High-quality spare parts safeguard efficiency and process reliability over the entire life cycle of a plant. Fette Compacting exclusively supplies uses OEM (Original Equipment Manufacturer) products for international support with spare parts. The qualitative differences which can arise between original and generic parts are shown by two scientific studies using compression rollers as an example.
Rolling at a pressure of up to 160 kN over the punch heads, compression rollers are typical wear parts in a tablet press and are available from various suppliers in the spare parts market. The great differences in quality between suppliers often only become apparent during stress tests and analyses under a scanning electron microscope.
Metallurgical comparison of compression rollers
In order to compare the material quality of compression rollers in detail, Fette Compacting commissioned two American test laboratories - Dayton T. Brown and Taber Industries - with the performance of metallurgical analyses, whereby the scientists compared a nitrated compression roller from Fette Compacting with the generic product of an American after-market manufacturer.
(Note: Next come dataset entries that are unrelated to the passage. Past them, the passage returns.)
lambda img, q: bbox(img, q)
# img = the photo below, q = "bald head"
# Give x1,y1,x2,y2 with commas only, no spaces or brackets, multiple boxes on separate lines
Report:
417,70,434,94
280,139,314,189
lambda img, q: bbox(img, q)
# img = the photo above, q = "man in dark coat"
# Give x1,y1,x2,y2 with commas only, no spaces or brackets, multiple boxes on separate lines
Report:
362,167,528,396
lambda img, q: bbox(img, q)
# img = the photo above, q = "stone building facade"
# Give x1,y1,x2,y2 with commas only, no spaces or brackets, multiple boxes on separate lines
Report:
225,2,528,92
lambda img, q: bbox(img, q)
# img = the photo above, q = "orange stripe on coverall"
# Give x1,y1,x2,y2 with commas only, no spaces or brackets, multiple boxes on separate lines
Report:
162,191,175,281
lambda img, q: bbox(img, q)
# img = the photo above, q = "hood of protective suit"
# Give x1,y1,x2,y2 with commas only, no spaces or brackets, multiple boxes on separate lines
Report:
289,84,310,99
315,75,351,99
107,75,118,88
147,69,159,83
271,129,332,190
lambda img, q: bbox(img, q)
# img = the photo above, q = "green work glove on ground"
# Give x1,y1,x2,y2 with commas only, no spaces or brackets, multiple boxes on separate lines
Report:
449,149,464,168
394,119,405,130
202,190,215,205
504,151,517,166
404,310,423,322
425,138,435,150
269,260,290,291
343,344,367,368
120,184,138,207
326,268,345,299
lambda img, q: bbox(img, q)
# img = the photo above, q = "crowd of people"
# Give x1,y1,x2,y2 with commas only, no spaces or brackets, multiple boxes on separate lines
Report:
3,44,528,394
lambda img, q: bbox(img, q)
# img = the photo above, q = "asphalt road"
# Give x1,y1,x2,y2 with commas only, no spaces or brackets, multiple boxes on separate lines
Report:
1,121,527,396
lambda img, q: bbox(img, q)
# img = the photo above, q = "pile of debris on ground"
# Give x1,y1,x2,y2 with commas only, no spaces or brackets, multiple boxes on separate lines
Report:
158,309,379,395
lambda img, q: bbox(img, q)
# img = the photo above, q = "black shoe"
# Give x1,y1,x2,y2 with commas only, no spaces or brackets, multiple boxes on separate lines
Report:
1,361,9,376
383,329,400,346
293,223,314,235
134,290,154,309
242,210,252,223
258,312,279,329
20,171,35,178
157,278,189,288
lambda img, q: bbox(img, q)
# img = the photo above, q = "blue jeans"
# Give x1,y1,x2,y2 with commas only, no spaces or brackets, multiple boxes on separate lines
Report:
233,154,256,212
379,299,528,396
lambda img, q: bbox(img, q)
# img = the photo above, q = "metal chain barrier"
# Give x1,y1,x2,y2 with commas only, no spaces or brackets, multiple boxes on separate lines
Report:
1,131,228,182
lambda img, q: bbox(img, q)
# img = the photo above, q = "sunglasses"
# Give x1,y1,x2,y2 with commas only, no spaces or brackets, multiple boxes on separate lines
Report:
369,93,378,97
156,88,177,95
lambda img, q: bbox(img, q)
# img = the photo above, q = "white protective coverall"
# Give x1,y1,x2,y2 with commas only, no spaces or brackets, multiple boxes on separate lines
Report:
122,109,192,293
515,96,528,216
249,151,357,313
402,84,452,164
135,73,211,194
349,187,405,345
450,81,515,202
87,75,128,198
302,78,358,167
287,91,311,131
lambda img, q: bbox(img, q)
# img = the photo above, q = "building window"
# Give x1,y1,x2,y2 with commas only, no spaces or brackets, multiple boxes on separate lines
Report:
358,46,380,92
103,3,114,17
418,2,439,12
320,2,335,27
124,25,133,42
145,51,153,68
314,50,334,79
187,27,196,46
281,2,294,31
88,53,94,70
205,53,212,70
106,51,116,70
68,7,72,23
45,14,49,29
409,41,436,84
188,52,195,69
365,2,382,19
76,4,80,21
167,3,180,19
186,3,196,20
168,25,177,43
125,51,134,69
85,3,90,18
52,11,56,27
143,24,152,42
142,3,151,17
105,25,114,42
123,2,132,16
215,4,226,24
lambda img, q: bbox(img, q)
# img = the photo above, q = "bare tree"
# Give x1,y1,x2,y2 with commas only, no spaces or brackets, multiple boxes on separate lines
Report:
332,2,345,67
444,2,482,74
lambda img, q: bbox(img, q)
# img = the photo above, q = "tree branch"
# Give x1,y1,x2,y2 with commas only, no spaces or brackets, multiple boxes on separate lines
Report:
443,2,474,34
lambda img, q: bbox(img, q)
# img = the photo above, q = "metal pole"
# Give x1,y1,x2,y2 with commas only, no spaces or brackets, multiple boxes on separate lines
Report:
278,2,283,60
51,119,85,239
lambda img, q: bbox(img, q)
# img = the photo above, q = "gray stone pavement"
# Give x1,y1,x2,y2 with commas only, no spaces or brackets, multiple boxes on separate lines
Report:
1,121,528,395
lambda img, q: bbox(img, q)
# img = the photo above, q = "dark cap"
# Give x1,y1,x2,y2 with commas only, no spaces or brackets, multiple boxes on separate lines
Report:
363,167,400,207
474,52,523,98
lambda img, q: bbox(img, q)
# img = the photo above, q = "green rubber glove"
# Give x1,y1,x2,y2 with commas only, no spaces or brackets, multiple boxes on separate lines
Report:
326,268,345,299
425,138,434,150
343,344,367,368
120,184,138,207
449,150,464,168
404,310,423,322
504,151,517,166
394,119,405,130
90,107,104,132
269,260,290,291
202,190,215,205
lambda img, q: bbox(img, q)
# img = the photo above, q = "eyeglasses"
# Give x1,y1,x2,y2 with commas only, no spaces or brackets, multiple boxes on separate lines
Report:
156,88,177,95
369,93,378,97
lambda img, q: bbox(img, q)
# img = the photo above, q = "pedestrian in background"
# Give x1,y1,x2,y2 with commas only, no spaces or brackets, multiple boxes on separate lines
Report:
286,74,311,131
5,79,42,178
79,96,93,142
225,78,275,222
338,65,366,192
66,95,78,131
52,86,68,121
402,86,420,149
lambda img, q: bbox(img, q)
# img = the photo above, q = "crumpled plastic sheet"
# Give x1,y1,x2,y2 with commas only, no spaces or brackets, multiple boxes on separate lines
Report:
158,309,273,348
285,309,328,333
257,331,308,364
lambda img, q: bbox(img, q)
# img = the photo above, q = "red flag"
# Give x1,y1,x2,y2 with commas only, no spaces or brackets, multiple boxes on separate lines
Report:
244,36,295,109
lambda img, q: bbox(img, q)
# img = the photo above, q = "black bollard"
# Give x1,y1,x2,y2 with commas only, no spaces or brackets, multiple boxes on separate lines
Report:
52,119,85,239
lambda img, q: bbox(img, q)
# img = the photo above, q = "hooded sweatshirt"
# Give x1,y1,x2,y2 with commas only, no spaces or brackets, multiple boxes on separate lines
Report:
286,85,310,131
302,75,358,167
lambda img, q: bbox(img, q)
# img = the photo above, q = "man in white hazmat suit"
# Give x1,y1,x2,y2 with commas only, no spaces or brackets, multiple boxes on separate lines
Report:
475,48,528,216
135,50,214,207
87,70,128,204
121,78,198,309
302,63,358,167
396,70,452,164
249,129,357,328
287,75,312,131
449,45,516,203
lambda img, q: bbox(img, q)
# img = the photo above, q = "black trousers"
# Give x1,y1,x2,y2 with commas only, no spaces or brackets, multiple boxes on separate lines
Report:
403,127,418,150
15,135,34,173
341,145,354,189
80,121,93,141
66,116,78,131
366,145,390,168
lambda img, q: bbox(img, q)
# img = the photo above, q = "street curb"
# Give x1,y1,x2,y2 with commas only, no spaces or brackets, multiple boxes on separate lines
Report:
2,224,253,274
The test results are conclusive: the compression roller offered by Fette Compacting displays a significantly higher material quality in all areas while a stress test indicated the devastating consequences of inferior quality: the surface of the compression roller wears faster and gives off low volumes of abraded metal onto the punch heads. The metal is then transferred onto the next compression roller which triggers a vicious cycle. Subsequently, the tableting tools are also damaged and need to be replaced sooner.
Carbon and chrome - less is more
The analysis displayed major differences in material quality.
One key indicator of steel quality is, for example, the percentage of carbon. The greater the percentage of carbon, theoretically, the stronger the steel; however, with as little as 0.8 percent carbon content, the steel reaches a tipping point where the strength supersedes ductility and this in turn can impair the overall strength and durability of the component and even lead to premature fractures. In the case of the compression rollers supplied by the competition, this value is significantly higher than this 0.8 percent limit. In the case of the compression roller offered by Fette Compacting, the measured values remained below the saturation limit.
Another factor leading to higher wear and swifter failure of the component is chrome content. Increased chrome content causes the metal structure to become more brittle, which diminishes strength. Compared to the generic product, the Fette Compacting compression roller displayed less than half the chrome content. This quality advantage is made possible because Fette Compacting exclusively uses heat-treated high-end tool steel while the competitor relies on inexpensive steel alloys.